4. Other distortions

There are a million more reasons for distorting the honest return of processor time on a virtual machine. For example, hyperthreading and NUMA add complexity to the calculations. They completely confuse the choice of the kernel for the execution of the process, because the scheduler uses coefficients - weights, which, when switching the context, make the calculation even more difficult.

There are distortions due to technologies such as turbo boost or, conversely, power saving mode, which, when calculating utilization, can artificially increase or decrease the frequency or even the time quantum on the server. Enabling turbo boost reduces the performance of one processor thread due to the performance increase of another. At this moment, information about the current processor frequency is not transmitted to the virtual machine, and it believes that someone is stealing its time (for example, it requested 2 GHz, but received half as much).

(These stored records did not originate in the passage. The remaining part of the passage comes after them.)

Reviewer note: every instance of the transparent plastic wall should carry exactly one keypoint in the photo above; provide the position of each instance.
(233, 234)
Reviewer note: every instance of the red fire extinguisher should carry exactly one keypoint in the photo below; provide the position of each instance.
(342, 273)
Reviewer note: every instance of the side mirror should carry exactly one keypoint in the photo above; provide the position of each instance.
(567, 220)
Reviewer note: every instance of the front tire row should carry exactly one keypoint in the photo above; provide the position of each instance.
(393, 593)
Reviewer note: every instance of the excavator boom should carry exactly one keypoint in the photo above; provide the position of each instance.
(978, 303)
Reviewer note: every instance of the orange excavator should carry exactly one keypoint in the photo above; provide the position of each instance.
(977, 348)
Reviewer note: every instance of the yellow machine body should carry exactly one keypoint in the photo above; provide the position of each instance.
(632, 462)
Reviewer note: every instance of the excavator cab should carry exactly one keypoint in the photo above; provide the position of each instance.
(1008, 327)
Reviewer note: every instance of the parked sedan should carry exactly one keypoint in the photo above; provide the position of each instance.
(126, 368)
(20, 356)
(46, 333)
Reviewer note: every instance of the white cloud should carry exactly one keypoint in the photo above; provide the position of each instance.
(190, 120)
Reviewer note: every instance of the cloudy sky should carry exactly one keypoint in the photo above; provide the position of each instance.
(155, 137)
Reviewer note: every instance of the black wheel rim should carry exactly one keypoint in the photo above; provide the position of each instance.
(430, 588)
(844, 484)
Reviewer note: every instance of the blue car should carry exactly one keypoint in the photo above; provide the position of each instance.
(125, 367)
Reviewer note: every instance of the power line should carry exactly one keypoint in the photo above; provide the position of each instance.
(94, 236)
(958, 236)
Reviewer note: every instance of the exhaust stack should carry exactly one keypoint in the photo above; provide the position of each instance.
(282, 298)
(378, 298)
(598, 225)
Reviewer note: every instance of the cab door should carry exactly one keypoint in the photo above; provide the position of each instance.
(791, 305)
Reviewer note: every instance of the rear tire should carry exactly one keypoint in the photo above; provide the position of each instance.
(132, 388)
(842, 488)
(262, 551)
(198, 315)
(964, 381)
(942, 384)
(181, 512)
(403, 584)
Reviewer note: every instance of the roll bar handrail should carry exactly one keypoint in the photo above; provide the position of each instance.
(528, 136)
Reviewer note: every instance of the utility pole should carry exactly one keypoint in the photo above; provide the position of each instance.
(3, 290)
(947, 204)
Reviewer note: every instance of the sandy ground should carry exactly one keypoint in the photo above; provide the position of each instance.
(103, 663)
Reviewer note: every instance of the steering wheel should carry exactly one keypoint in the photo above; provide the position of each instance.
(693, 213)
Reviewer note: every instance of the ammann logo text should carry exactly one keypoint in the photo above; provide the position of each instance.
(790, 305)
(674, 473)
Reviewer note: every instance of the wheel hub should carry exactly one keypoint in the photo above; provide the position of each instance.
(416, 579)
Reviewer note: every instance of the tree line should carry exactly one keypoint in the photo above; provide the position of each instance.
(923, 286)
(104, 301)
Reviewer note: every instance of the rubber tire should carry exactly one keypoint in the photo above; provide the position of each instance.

In general, there can be many reasons for distortions. On a particular system, you may find something else. It’s better to start with the books to which I gave links above, and reading statistics from the hypervisor with utilities like perf, sysdig, systemtap, of which dozens of.

5. findings

  1. A certain amount of steal can occur due to paravirtualization, and it can be considered normal. On the Internet they write that this value can be 5-10%. It depends on the applications inside the virtual machine and on what load it gives to its physical devices. Here it is important to pay attention to how applications feel inside virtual machines.
  2. The ratio of the load on the hypervisor and steal inside the virtual machine is not always unambiguously interconnected, both estimates of steal can be erroneous in specific situations at different loads.
  3. The scheduler has a bad attitude towards processes that ask for a lot. He tries to give less to those who ask for more. Big virtual machines are evil.
  4. A small steal can be the norm even without paravirtualization (taking into account the load inside the virtual machine, the load characteristics of neighbors, load distribution among threads, and other factors).
  5. If you want to figure out steal on a particular system, you have to explore different options, collect metrics, analyze them carefully, and think about how to evenly distribute the load. Deviations are possible from any cases, which must be confirmed experimentally or looked in the kernel debugger.